If you were using SOAP, I'd never consider C/C++, even for a desktop app. I already used SOAP libraries for C++ and they are a lot harder to use than their Java/.net counterparts, and the way they are implemented (mapping SOAP objects to C structs) is very prone to crashes if the format changes. Not to mention that you have to recompile your client when the WSDL changes.
As I understood in your case you plan to use REST. I never found a good REST library for C/C++, but recently I did a desktop project in which I implemented a C++ REST client using simply WinHTTP (in Windows) and libCURL (in Linux). Of course, they provide just the HTTP part, so I had to add cppdom for XML parsing. If you use JSON, there are many good libs like jsoncpp, libjson.
I'd say to you that even in a desktop environment it was harder to do than would be in .net or java, and was only done this way because it was part of a larger application already written in C/C++.
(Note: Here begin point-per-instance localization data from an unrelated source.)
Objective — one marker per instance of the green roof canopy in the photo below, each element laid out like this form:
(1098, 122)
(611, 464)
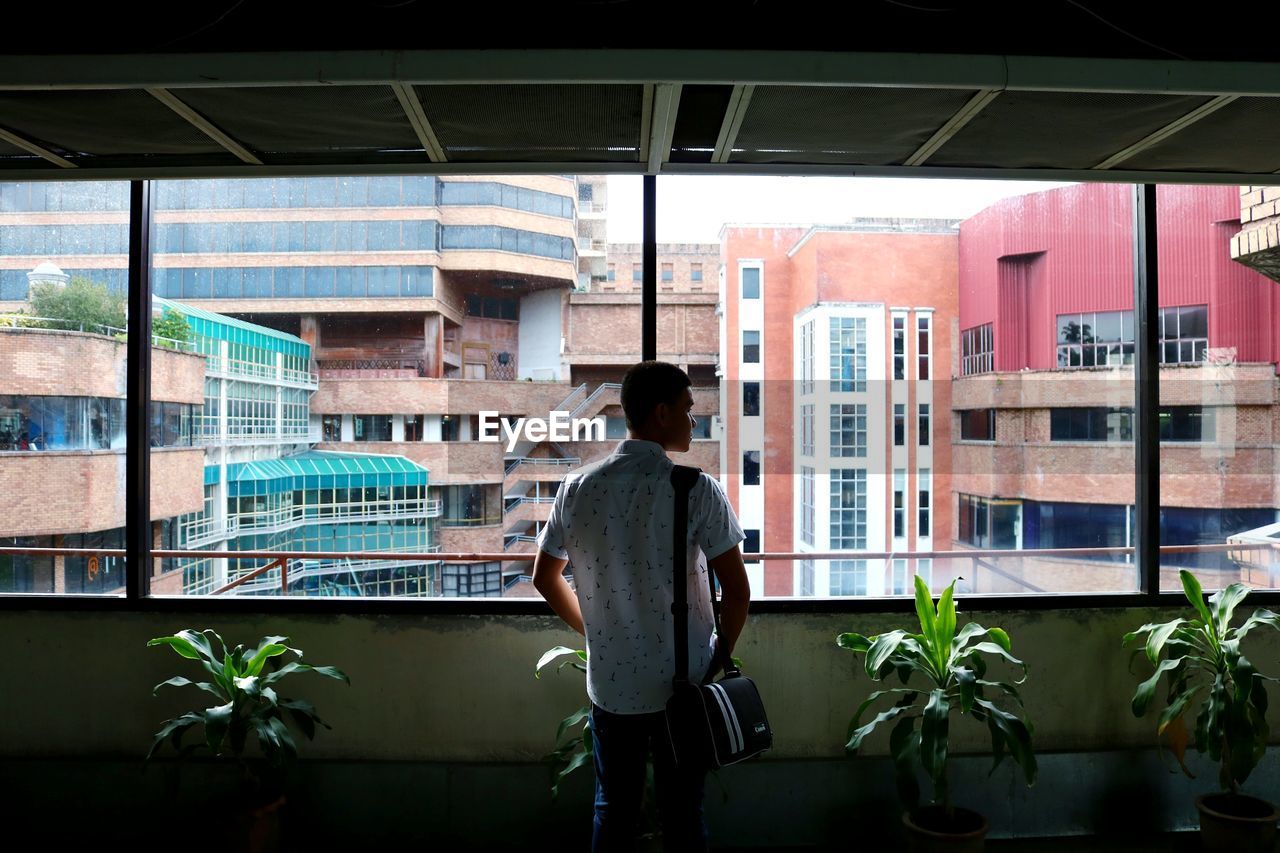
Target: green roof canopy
(321, 469)
(228, 328)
Anyway, you'll have more work and not much advantage since all those modern mobile platforms provide rich libraries that do the same thing, and probably the user of your API will develop in the platform's main language, so you'll have the double extra work of implementing the WS access code AND the binding code. As I assume all (or at least most) of your logic is in your server, not the client, there's not much common code between the platforms to justify using C/C++.